La trappola burocratica della certezza legale e la necessità di una governance anticipatoria delle tecnologie emergenti

L’analisi di Max Weber sulla burocrazia aiuta a spiegare perché il disallineamento tra le assunzioni incorporate negli strumenti legali e le realtà delle tecnologie fosse da aspettarsi. Weber descrisse la burocrazia come una “gabbia di ferro” di razionalizzazione, dipendente da regole formali, gerarchie e chiarezza categoriale. Le burocrazie richiedono una chiara categorizzazione, altrimenti non possono funzionare efficacemente.

Le definizioni precise del Regolamento sull’AI dell’UE – come quelle per “fornitore”, “implementatore” e soprattutto “modello di intelligenza artificiale di uso generale” – riflettono questa logica burocratica. Tuttavia, come avvertì Weber, questo tipo di razionalità può portare a schemi di pensiero eccessivamente rigidi e formalizzati. Trattando le categorie dell’AI come scientificamente definite, la legge esemplifica un formalismo legale che può ostacolare la governance adattativa.

Per i responsabili politici, il problema non è accademico: regole che congelano categorie troppo presto rischiano di intrappolare l’Europa in un quadro concettuale obsoleto che sarà difficile da rivedere man mano che la ricerca sull’AI avanza. Pertanto, è essenziale sviluppare meccanismi di governance che anticipino il cambiamento concettuale e consentano revisioni iterative, facendo affidamento su organismi di monitoraggio multidisciplinari piuttosto che su definizioni statiche e problematiche.
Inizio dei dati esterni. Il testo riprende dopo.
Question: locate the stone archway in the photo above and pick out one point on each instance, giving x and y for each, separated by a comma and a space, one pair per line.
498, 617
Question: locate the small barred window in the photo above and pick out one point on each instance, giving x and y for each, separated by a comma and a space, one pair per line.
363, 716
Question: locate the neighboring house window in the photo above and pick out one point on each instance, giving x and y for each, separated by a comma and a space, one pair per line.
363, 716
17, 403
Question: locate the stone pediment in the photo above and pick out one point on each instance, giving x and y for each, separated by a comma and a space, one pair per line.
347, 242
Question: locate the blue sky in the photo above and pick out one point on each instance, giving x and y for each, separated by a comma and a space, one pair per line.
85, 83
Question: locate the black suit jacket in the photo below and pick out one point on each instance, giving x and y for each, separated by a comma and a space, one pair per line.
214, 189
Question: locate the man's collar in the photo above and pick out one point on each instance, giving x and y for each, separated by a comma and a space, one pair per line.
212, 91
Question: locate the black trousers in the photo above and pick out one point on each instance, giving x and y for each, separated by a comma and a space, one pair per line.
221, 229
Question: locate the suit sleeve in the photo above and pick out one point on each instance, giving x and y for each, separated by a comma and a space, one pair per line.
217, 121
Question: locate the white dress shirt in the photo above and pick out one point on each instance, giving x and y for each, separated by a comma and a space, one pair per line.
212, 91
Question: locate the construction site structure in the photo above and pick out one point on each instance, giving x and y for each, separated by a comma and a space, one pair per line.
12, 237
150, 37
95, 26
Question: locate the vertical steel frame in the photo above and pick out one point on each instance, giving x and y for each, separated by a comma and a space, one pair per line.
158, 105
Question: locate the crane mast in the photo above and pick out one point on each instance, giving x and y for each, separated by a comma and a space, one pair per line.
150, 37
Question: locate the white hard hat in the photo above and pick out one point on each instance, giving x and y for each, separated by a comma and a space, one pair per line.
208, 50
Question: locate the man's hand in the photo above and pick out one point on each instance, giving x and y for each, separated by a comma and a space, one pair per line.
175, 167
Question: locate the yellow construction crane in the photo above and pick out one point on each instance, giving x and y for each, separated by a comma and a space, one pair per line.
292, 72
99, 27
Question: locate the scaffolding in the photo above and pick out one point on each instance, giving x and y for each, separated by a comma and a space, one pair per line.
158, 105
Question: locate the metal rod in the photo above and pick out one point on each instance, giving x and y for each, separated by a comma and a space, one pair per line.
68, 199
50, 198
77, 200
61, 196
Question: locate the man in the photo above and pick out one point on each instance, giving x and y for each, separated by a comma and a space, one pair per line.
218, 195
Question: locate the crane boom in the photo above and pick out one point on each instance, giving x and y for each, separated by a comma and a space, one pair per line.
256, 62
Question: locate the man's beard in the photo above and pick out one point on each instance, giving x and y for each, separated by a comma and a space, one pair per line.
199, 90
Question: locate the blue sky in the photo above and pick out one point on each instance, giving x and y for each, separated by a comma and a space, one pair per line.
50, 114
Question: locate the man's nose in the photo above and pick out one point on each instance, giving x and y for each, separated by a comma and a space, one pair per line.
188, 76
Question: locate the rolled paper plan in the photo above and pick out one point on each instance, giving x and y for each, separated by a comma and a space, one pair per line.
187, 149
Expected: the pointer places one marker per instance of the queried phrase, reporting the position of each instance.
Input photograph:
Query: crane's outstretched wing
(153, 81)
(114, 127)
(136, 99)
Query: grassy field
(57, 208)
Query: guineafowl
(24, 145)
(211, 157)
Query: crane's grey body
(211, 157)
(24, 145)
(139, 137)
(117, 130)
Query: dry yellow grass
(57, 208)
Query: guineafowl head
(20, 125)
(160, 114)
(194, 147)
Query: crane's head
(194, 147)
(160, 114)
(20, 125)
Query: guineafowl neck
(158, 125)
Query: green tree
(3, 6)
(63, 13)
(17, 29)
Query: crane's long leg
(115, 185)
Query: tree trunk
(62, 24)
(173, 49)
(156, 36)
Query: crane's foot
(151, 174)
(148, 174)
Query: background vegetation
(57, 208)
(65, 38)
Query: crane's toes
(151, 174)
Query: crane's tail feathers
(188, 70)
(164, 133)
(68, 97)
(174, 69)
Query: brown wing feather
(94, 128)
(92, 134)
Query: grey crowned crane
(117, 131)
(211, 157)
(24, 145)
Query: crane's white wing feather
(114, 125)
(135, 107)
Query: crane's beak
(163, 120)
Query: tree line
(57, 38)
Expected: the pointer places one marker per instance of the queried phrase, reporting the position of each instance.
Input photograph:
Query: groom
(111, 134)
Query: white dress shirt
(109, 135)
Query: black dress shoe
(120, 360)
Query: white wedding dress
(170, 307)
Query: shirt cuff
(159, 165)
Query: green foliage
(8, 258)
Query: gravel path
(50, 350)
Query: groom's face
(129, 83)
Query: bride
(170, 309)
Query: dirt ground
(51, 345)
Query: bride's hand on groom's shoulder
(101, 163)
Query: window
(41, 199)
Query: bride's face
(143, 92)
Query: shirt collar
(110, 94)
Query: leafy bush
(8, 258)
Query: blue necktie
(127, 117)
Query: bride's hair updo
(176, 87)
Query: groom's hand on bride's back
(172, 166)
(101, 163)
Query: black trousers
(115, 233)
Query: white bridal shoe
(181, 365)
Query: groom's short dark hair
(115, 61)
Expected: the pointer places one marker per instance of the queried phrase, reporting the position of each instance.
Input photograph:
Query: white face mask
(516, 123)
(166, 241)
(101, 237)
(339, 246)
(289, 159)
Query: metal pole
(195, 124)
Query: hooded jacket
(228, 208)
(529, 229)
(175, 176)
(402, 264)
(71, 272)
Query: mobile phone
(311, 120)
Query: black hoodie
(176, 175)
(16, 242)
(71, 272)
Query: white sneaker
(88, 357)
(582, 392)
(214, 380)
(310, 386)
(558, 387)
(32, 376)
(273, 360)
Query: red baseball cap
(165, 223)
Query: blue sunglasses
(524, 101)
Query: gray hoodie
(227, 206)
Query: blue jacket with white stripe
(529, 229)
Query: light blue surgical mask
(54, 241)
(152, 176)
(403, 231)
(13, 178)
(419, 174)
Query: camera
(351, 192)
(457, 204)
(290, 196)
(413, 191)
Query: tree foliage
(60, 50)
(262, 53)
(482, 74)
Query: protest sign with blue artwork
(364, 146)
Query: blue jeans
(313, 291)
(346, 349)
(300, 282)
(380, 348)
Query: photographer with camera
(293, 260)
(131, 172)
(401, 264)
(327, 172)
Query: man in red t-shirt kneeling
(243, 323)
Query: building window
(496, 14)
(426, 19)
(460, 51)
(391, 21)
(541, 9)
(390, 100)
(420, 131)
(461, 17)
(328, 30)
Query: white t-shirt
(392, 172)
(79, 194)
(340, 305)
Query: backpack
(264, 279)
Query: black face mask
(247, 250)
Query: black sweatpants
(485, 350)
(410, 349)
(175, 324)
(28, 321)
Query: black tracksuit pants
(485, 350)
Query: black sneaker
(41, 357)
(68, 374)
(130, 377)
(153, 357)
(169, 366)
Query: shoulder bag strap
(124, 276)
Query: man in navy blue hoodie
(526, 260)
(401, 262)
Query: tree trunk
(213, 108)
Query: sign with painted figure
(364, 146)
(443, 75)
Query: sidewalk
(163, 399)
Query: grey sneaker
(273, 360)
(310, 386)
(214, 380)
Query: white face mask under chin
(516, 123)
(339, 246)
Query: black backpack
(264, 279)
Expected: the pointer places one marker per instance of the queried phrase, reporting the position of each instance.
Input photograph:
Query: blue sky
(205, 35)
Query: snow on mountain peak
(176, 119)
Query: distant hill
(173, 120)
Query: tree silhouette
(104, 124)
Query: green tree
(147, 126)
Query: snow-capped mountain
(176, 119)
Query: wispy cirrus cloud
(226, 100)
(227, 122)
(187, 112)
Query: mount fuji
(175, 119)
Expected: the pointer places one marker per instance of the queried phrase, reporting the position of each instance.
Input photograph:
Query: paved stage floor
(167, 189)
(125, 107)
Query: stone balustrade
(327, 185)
In sintesi, il ritardo nella pubblicazione del Codice di Pratica GPAI non dovrebbe essere visto come un momento di conflitto, ma piuttosto come un’opportunità per considerare un framework più appropriato per governare le tecnologie emergenti – uno che accetta l’incertezza come norma, si basa su una sorveglianza adattativa e tratta le categorie come provvisorie piuttosto che definitive.